# mistake in portage

## zubator

вот тут обновился недавно через emerge --sync и решил проверить что у нас тут имеется новенького....

запускаю emerge -puD world и получаю вот что

These are the packages that I would merge, in order:

Calculating world dependencies -

emerge: there are no ebuilds to satisfy "dev-uitl/kdevelop".

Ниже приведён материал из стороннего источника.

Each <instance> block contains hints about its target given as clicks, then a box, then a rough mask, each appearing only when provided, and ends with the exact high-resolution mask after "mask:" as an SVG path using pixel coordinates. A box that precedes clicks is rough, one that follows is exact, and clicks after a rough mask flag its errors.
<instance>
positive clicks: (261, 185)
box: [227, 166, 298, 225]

!!! Problem with ebuild app-doc/ebook-cpp-3.2

!!! Possibly a DEPEND/*DEPEND problem.

!!! Depgraph creation failed.

ошибку видна emerge: there are no ebuilds to satisfy "dev-uitl/kdevelop". <--- тут должно быть dev-util, а не uitl, но как это справить, думал поможет перестановка партежа, но нет, все так же осталось, может кто нить поможет?

Заранее благодарю.

----------

## Nelud

Сдаётся мне, что в каком-то ebuild'е неправильно в зависимостях прописан kdevelop. Может это в app-doc/ebook-cpp... Хотя я у себя посмотрел - у меня всё нормально... Если сказать emerge -pv ebook-cpp, та же самая ошибка будет?

----------

## fank

```
nano -w `equery w ebook-cpp`
```

и поправь эту досадную очепятку  :Smile: 

----------

## zubator

посмотрел в ебилде для kdevelop там не нашел не правильного нанисания util, зашел в билд ebook-cpp, там вообще

# Copyright 1999-2005 Gentoo Foundation

# Distributed under the terms of the GNU General Public License v2

# $Header: /var/cvsroot/gentoo-x86/app-doc/ebook-cpp/ebook-cpp-3.2.ebuild,v 1.5 2005/01/01 13:07:40 eradicator Exp $

EBOOKNAME="cpp"

EBOOKEXT="tgz"

EBOOKVERSION="3.2"

inherit ebook

все, больше ничего нет...

поискал в билдах относящихся к kdevelop и ebook-cpp, тоже нет нигде "uitl".....есть еще предложения? хотя есть пассивный метод ожидания, пока сами исправят, но это не то

----------

## Nelud

2 fank:

Прежде чем советовать я рекомедовал бы проделать то что советуешь самому  :Wink: 

2 zubator

делаю

grep -r "dev-uitl" /usr/portage/

и ничего не получаю... Только что сделал emerge --sync - и опять ничего. Видимо у тебя старый срез

----------

## zubator

оказывается я не там смотрел, у меня в директории metadata нашлись файлики с не правильностями, причем их достаточно много.....а вот насчет обносления, вчера в 4 вечера делал последний раз

----------

## zubator

все исправил, во всех ebookaх, были ошибки, запускаю еще раз grep -r "uitl" /usr/portage, ничего не выдается, но при попытке emerge -puD world, всеравно выскакиеват ошибка..

----------

## Nelud

Поиск рулит!!!

Вначале делаем поиск по форуму по "dev-uitl".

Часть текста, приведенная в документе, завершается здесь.